Bernard has published 50 books with 44 dealing with the history of sport. A potential top-10 list of the sport history books might include:
- Adelaide Oval Test Cricket 1884–1984 (with Nigel Hart) (Wakefield Press, 1984)
- Passport to Nowhere: Aborigines in Australian Cricket 1850-1939 (Walla Walla Press, 1999)
- The Imaginary Grandstand: Identity and Narrative in Australian Sport (ed.) (ASSH SA, 2002)
- The Official MCC Ashes Treasures (2010) (Carlton, 2009, 2010, 2013; ABC 2009); as The Official Ashes Treasures (Allen & Unwin, 2013); as The Official MCC Story of the Ashes / The Official Story of the Ashes (Carlton/Hardie Grant, 2015, 2017)
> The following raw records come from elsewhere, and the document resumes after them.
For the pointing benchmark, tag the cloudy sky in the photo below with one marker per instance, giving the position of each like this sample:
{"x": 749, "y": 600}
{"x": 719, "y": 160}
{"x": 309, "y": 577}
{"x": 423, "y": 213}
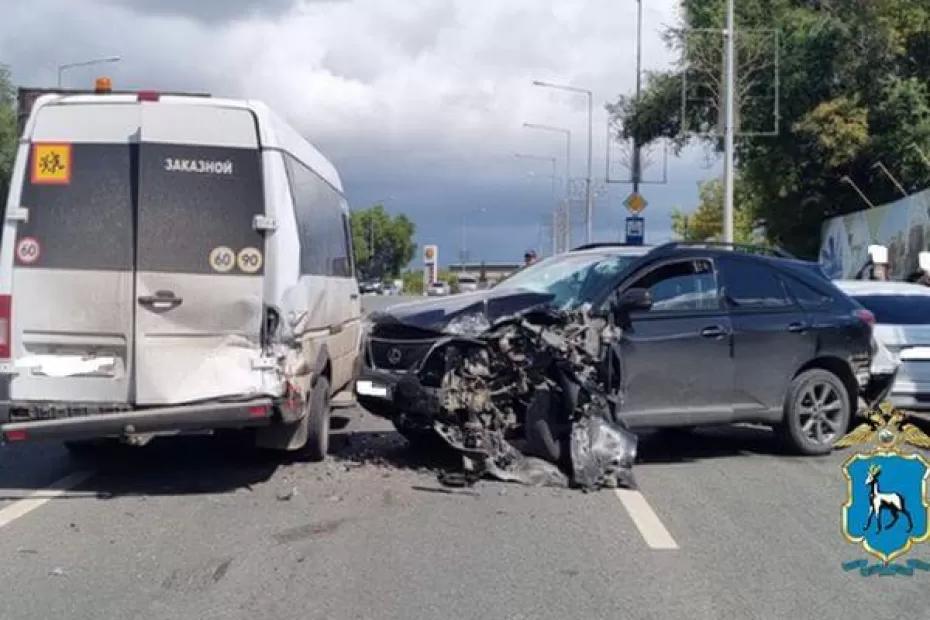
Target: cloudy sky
{"x": 419, "y": 103}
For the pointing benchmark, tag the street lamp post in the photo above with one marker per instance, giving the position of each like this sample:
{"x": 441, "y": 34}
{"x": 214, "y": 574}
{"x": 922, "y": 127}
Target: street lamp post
{"x": 729, "y": 112}
{"x": 371, "y": 233}
{"x": 589, "y": 202}
{"x": 568, "y": 159}
{"x": 84, "y": 63}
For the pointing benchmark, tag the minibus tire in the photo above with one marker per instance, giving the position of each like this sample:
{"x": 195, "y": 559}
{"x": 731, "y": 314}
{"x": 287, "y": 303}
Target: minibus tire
{"x": 318, "y": 420}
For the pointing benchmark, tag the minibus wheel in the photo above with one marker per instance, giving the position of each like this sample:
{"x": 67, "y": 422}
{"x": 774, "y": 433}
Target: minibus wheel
{"x": 318, "y": 420}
- On Our Selection: An Alternative History of Australian Cricket (Bernard Whimpress, 2011)
- 1878: Norwood Football Club’s First Year (Norwood Football Club, 2013)
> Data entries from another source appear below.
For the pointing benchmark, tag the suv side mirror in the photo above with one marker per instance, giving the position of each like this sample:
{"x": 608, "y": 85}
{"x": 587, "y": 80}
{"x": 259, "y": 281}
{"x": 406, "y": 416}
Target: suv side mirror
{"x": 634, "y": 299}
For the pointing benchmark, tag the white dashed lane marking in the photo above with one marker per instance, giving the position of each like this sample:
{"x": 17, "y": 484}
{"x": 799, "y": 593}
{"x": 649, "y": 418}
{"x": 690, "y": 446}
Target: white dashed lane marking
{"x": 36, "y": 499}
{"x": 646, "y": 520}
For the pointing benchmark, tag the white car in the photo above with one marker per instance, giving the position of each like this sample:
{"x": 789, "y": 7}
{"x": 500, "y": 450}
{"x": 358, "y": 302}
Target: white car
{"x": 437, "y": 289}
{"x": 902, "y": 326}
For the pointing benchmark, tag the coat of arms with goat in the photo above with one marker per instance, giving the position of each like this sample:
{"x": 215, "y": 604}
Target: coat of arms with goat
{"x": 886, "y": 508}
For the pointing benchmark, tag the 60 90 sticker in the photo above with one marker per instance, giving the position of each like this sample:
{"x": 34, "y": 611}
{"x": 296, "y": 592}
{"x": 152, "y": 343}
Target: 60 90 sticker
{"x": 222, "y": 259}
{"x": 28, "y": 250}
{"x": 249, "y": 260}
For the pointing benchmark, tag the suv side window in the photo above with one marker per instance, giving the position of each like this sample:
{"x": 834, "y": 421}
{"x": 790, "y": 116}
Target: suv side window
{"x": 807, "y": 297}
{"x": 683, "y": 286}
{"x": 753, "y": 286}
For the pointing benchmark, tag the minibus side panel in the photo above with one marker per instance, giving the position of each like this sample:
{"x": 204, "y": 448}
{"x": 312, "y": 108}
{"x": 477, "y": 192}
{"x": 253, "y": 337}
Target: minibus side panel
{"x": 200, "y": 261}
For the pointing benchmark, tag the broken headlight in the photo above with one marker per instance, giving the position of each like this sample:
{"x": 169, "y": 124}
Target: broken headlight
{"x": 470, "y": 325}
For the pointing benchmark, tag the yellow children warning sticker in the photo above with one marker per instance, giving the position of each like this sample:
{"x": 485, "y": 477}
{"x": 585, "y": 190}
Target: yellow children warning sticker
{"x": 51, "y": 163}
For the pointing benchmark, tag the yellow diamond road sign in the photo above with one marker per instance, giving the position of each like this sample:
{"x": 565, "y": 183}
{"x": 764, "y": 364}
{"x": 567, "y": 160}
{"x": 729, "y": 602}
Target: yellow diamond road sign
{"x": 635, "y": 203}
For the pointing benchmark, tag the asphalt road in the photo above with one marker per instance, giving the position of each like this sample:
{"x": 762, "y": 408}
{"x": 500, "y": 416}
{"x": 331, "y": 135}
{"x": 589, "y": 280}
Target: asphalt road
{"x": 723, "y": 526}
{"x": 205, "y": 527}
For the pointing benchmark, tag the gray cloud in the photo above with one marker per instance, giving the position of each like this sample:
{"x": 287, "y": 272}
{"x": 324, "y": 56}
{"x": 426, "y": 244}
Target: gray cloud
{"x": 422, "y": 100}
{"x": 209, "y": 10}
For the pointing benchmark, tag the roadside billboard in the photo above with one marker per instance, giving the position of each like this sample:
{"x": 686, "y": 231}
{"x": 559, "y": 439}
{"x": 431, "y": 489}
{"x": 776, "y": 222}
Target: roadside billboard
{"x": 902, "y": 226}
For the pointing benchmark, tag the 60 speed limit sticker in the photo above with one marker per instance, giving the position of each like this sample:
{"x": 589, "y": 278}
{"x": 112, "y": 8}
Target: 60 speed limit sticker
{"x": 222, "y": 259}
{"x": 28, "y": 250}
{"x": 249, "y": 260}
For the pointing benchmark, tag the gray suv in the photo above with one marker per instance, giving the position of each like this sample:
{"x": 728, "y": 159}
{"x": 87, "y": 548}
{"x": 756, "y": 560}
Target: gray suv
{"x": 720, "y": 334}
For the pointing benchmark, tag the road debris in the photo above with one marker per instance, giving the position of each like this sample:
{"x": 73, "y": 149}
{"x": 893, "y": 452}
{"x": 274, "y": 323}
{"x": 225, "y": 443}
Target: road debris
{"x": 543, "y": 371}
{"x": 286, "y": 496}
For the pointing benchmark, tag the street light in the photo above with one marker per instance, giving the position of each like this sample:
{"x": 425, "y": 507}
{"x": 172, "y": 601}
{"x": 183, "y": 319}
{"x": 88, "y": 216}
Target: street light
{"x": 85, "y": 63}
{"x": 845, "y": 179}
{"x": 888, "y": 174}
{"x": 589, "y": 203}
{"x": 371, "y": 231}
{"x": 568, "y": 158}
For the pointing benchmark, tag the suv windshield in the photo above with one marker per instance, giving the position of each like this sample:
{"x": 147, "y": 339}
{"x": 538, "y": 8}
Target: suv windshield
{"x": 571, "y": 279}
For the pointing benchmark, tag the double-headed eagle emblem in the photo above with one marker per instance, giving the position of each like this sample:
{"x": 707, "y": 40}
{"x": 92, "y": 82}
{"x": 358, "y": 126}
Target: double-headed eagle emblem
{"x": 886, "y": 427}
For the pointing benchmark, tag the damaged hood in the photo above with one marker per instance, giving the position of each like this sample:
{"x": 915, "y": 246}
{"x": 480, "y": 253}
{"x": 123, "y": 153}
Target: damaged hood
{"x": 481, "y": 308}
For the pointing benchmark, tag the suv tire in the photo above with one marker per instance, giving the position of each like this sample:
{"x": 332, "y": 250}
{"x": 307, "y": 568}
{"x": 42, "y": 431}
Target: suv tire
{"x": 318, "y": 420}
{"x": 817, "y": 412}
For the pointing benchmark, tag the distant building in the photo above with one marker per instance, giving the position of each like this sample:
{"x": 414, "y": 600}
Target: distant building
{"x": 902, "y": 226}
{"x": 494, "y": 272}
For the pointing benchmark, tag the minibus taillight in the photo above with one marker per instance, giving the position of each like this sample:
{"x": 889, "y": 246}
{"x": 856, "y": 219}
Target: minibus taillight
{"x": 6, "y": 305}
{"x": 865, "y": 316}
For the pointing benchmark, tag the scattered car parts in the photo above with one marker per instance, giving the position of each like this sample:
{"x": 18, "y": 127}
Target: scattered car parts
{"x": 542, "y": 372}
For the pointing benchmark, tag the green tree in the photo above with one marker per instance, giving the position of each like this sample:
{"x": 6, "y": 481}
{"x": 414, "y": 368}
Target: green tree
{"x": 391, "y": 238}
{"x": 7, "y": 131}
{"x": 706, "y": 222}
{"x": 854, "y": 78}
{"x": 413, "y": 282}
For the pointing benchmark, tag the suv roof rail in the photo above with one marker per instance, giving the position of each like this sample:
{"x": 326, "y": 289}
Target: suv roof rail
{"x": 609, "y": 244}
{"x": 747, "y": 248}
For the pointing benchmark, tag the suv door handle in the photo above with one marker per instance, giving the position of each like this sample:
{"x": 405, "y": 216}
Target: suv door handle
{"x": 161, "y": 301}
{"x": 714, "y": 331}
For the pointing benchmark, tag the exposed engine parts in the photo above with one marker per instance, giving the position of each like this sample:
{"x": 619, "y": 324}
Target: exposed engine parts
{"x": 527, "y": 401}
- Adelaide Oval Tennis: 1878–2012 (Bernard Whimpress, 2014)
- Adelaide Sporting Sites (ed., with Santo Caruso), Melbourne Sports Books, 2018)
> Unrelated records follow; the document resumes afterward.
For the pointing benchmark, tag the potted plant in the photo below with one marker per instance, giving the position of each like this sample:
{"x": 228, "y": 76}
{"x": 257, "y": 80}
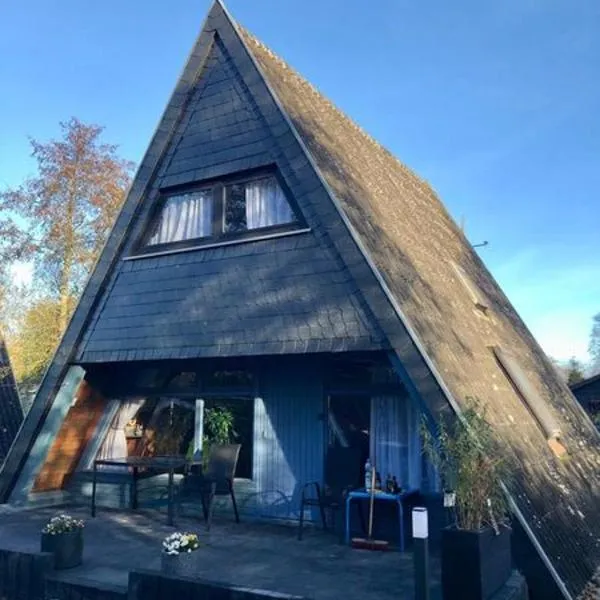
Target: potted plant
{"x": 63, "y": 537}
{"x": 476, "y": 558}
{"x": 180, "y": 554}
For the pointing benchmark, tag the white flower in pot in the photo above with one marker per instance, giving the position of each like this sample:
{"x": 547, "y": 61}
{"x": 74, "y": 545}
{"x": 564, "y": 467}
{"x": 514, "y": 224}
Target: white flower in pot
{"x": 63, "y": 536}
{"x": 180, "y": 554}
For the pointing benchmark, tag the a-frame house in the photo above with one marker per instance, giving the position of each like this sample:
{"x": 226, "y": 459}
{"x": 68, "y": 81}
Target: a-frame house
{"x": 271, "y": 254}
{"x": 11, "y": 411}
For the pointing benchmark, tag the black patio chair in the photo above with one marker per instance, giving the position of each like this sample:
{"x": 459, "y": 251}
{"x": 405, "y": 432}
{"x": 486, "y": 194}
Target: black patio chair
{"x": 342, "y": 474}
{"x": 215, "y": 480}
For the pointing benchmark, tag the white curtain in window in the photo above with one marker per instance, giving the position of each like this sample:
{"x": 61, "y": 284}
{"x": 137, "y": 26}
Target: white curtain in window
{"x": 115, "y": 443}
{"x": 266, "y": 204}
{"x": 394, "y": 439}
{"x": 184, "y": 217}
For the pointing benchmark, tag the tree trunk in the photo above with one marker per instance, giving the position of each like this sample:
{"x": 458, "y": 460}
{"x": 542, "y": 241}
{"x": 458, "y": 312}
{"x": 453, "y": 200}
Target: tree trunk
{"x": 68, "y": 256}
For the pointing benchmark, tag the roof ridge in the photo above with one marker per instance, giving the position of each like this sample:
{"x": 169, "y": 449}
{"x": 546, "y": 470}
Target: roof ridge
{"x": 367, "y": 136}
- George Giffen: A Biography (Walla Walla Press, 2020)
- Adelaide Oval 1865–1939: A History (Lulu, 2022).
Passport to Nowhere, based on Bernard’s PhD thesis, received notable commendations from prominent literary figures in sport, including:
The thoroughness and density of his research reveal the flimsiness and subjectivity of previous scholarship on Aborigines in cricket (Gideon Haigh)
What is commendable about this book is the author’s refusal to take cheap or easy positions, and it is this that makes Whimpress a worthy voice in the emerging debate about the relationship between sport, culture and history in this country (Martin Flanagan)
Between 1998 and 2010 Bernard published and edited Baggy Green, a journal of Australian cricket history. He is the current Reviews Editor of Sporting Traditions and has published seven articles in the journal. Bernard’s work appears in the Australian Dictionary of Biography; The Oxford Companion to Australian Sport (1992, 1994); The Oxford Companion to Australian Cricket (1996), and Wray Vamplew and Brian Stoddart’s collection Sport in Australia: A Social History (1994). His writing has also been published in The Oxford Book of Australian Sporting Anecdotes; Gideon Haigh’s, Cricket Anecdotes, The Best Ever Australian Sports Writing: A 200 Year Collection and The Best Australian Sports Writing 2004. He has written for numerous local and overseas journals, including Wisden, Cricketer, Australian Cricket, the International Journal of the History of Sports and Sporting Traditions. He contributed the entries on Adelaide Oval, cricket and Australian Rules football in the updated edition of The Wakefield Companion to South Australian History (2024).
ASSH acknowledges the long, diverse and outstanding contributions made by Bernard Whimpress to the history of sport and is proud to make him a Fellow of the Society.